Papua New Guinea won the first medal of the Northern Marianas Pacific Mini Games 2022 after its women’s team struck gold in the tennis competition Saturday at the American Memorial Park tennis courts.
Pitted against fellow powerhouse Fiji, the women’s team led by Abigail Tere-Apisah and her nieces—Violet and Patricia—overwhelmed their opponents, 2-0, in the finals.
Tere-Apisah, who once was ranked as high as No. 276 in the WTA Tour, kicked things off for PNG by blanking Ruby Coffin, 6-0, 6-0.
Violet then turned red to secure the tie after beating Saoirse Breen, 6-2, 6-1, to the delight of the PNG crowd who quickly erupted in celebration.

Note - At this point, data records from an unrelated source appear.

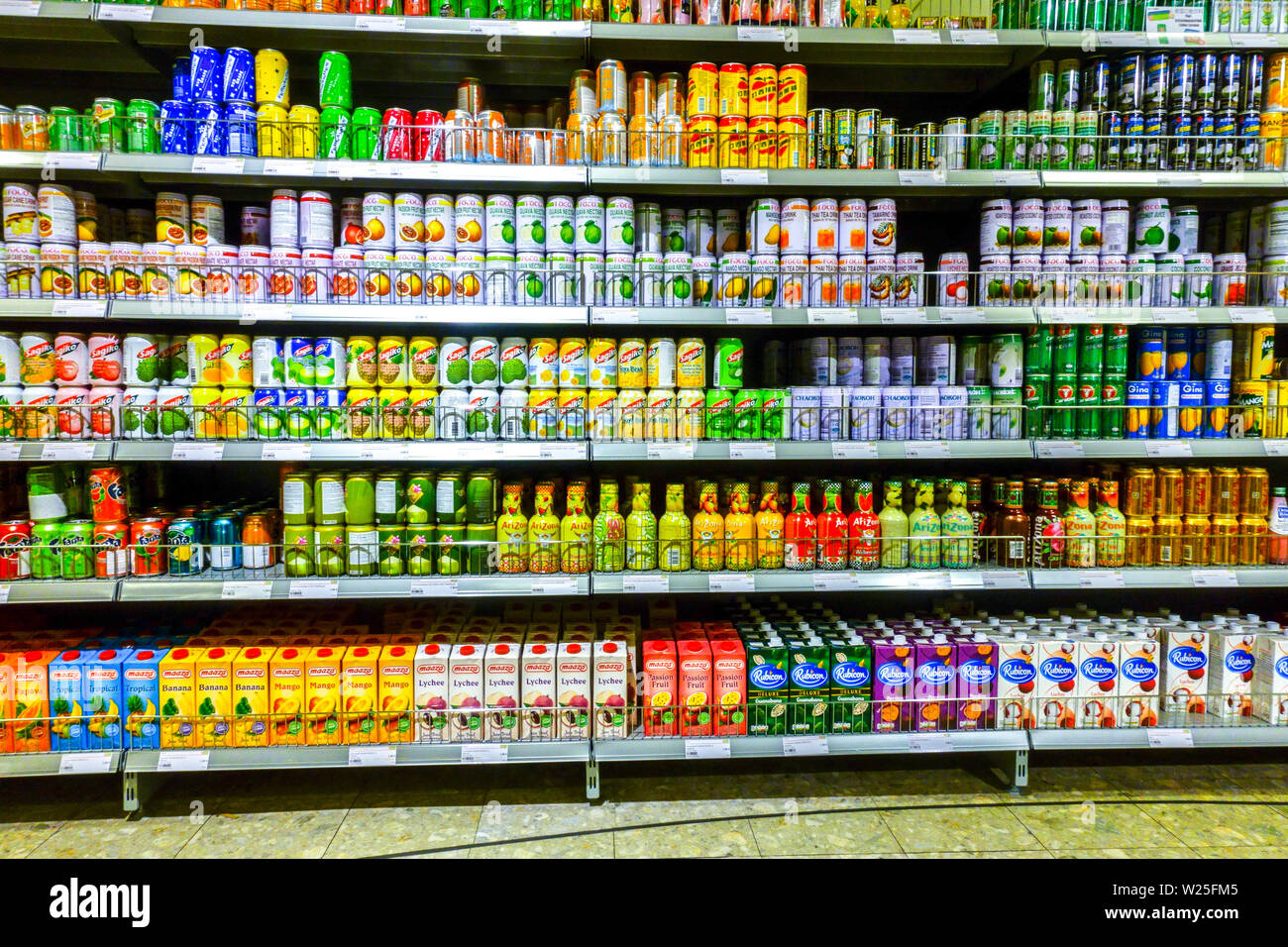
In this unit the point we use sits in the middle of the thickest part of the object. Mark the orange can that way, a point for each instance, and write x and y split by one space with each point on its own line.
732 141
763 142
791 142
703 89
700 133
733 89
791 91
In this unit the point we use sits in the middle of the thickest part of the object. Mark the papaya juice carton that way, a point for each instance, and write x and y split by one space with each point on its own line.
176 692
397 693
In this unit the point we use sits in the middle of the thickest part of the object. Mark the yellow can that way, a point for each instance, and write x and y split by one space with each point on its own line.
274 140
305 124
235 361
271 78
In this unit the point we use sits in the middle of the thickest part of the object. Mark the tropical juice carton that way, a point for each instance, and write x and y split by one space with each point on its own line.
892 684
1234 660
65 692
397 694
767 688
360 693
432 692
574 686
252 696
609 689
103 697
323 692
501 690
537 690
178 694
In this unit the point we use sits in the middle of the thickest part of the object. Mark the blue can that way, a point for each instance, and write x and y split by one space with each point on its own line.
209 132
180 78
243 136
239 81
206 75
175 127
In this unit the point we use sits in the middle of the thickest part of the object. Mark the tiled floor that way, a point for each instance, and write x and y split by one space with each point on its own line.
1074 808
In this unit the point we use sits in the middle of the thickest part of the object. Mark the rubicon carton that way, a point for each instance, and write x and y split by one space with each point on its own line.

Tere-Apisah, who just nine months ago became a new mother, said getting the first gold medal of the Games is special for the team.
“It’s nice to know that we got the first gold medal of the Games. So that’s extra special. I’m just so happy the past couple of months putting in the work on the court and it’s so nice to be back and competing, now as a mom and doing it for my country, my son, and my family,” said the 29-year-old from Port Moresby.
Violet, who actually was PNG’s No. 1, said the gold medal was made more special since she won with family.
“Feels great and to do it alongside my family it’s a great experience. My aunt started it all and I’ve always looked up to her and I’m just trying to follow in her footsteps,” said the 22-year-old would-be transferee to Texas Christian University.
PNG tennis coach Mark Lewis said the gold medal in the Games is a culmination of all the hard work and perseverance PNG Tennis went through the past seven years.
“First medal here and first visit to this beautiful island. I’ve been involved with PNG since 2015 where we turned around tennis in that nation…This group has been together since 2015. Some of these players have been with us since 2015 like Matthew Stubbings and the Apisah family is legendary in tennis and they’re unbelievable. They just lost a grandad but the network has stayed together.”
Lewis, PNG Tennis’ success proves that conquering the plague of sedentary youth glued to their mobile phone and game consoles can be won.
“The biggest thing that’s coming out of the Games moving around the Pacific is that everywhere I go is I keep talking to the countries to recognize the development of children.”
He said there’s two things in the Pacific that need to be pushed—one is education and two is involvement in sports.
“I listened to a mom apologize to me yesterday because her daughter couldn’t catch the ball when it was rolled to her at the side and it’s her first experience as a ball girl…That’s an indictment on all of us to reach out to our political groups, our businesses, our sporting network, our education network as children need to get off the screen and back to hand-and-eye exercises.”